Lopez is from a small village in the eastern highlands of Guatemala. She now lives a few yards from the Canadian border, a northernmost example of a relatively new migration.

The growing number of indigenous people — especially as farmworkers — has caught the attention of the federal government, which has made changes to the National Agricultural Workers Survey to get a better picture of the indigenous population here.

“They’re indigenous, but they’re all not from the same country,” said Lourdes Villanueva, farmworker advocate for Florida-based Redlands Christian Migrant Association. “Each one of them is different. Each group comes from a different place.”

Most indigenous workers come from southern Mexico, although groups from Guatemala and other countries have migrated as well. Many speak limited Spanish — some not at all. Various dialects and languages are spoken within the groups that have migrated north.

Between 10 and 30 percent of the farmworkers in California are estimated to be indigenous, according to a 2008 study by the U.S. Department of Agriculture.

In Washington state, indigenous workers have settled in the agricultural areas of Skagit and Whatcom counties.

A bulk of Florida’s indigenous work force labors in the central part of the state south of Tampa Bay.

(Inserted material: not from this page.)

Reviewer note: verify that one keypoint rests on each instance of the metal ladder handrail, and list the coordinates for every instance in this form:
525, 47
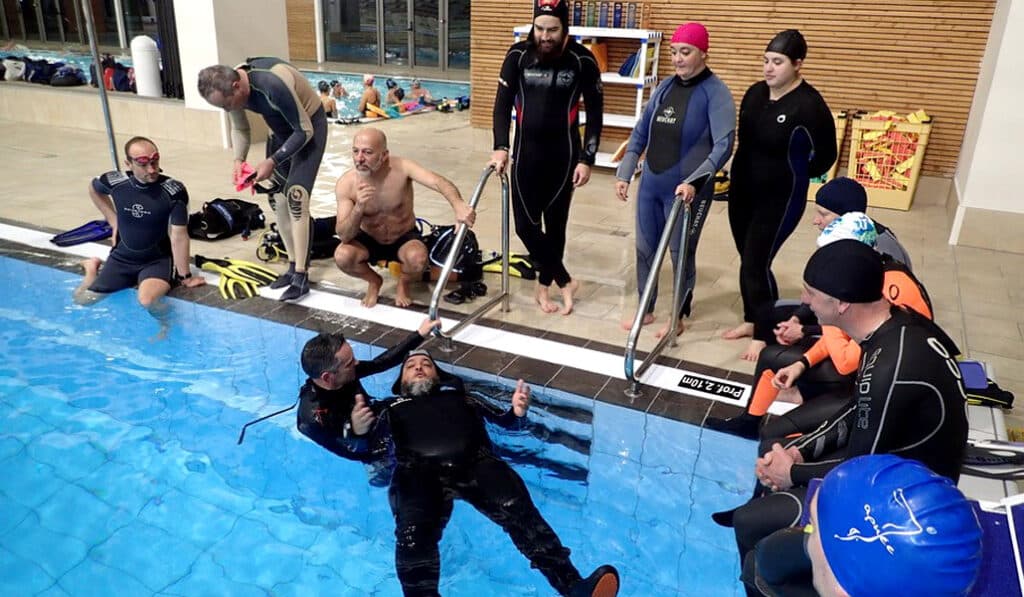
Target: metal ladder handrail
460, 237
633, 376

Like many other immigrants, indigenous people began migrating north because of economic hardship or war in the last 15 to 20 years, said James Loucky, a professor of anthropology at Western Washington University.

Their arrival has changed the makeup of communities, but often that change is hard to understand.

Latin American indigenous are sometimes grouped with Latinos. Their last names and countries of origin lead people to think they’re Latino, but they have a distinct history and background.

Under Department of Labor and U.S Census Bureau data, indigenous Latin Americans are grouped with Native Americans and Alaska Natives, making data about them hard to extract.

“Indigenous workers have other unique characteristics that make them a difficult population to serve. Survey data, however, underestimate the size of this population,” a proposal from the U.S. Department of Labor, which administers the survey, said before the changes.

The survey’s findings help steer more than $1 billion in federal money for farmworker health, education and other services.

An initial change to the survey that listed indigenous languages was made in 2005 after farmworker service providers expressed concerns that indigenous workers were being underestimated.

The new change is the addition of a question about the place of birth of parents, which aims at narrowing a respondent’s origin. Most indigenous workers come from certain areas of Mexico, and results can be cross-checked with Mexican census data.

One of the reasons for the change was indigenous respondents often do not self-identify as indigenous because of their history of being discriminated in their home countries. Indigenous peoples in Latin America often are at the bottom of the social ladder. In the 1980s, between 200,000 and 250,000 indigenous people were killed in Guatemala in a civil war, Loucky said.

“They’re trying to protect their self-esteem, trying to avoid similar kinds of denigration directed to their children,” Loucky added.

An influx of indigenous workers has required adjustment from workers and farmers. Farmers have learned to negotiate with family or village leaders, while workers are learning Spanish to talk to field managers, said Bryan Little, Labor Affairs director at the California Farm Bureau.

“Because of their tribal roots, they tend to be family-oriented to a huge degree, and what winds up happening is that the farmers end up employing family groups,” Little said. “The upshot of that is you wound up working with the same people one year to the next.”

Back in Sumas, Lopez sat quietly in her family’s living room as her husband, Isabel Mendoza, spoke for her.

“She’s not afraid,” Mendoza said. “She understands things.”

This family speaks Aguacateco, a language used by only 18,000 people in Guatemala.

Like many indigenous people, the family traveled north to find work. In 1986, Mendoza was granted amnesty and was able to bring his sons, daughters and wife to the U.S. legally. Now, they own a house and work at local dairies.

But it’s been a challenge, he said, adjusting to life in America, a country where people seemingly don’t know who indigenous people are, or don’t care.

“They tell us we’re Mexican, anyways,” Mendoza said.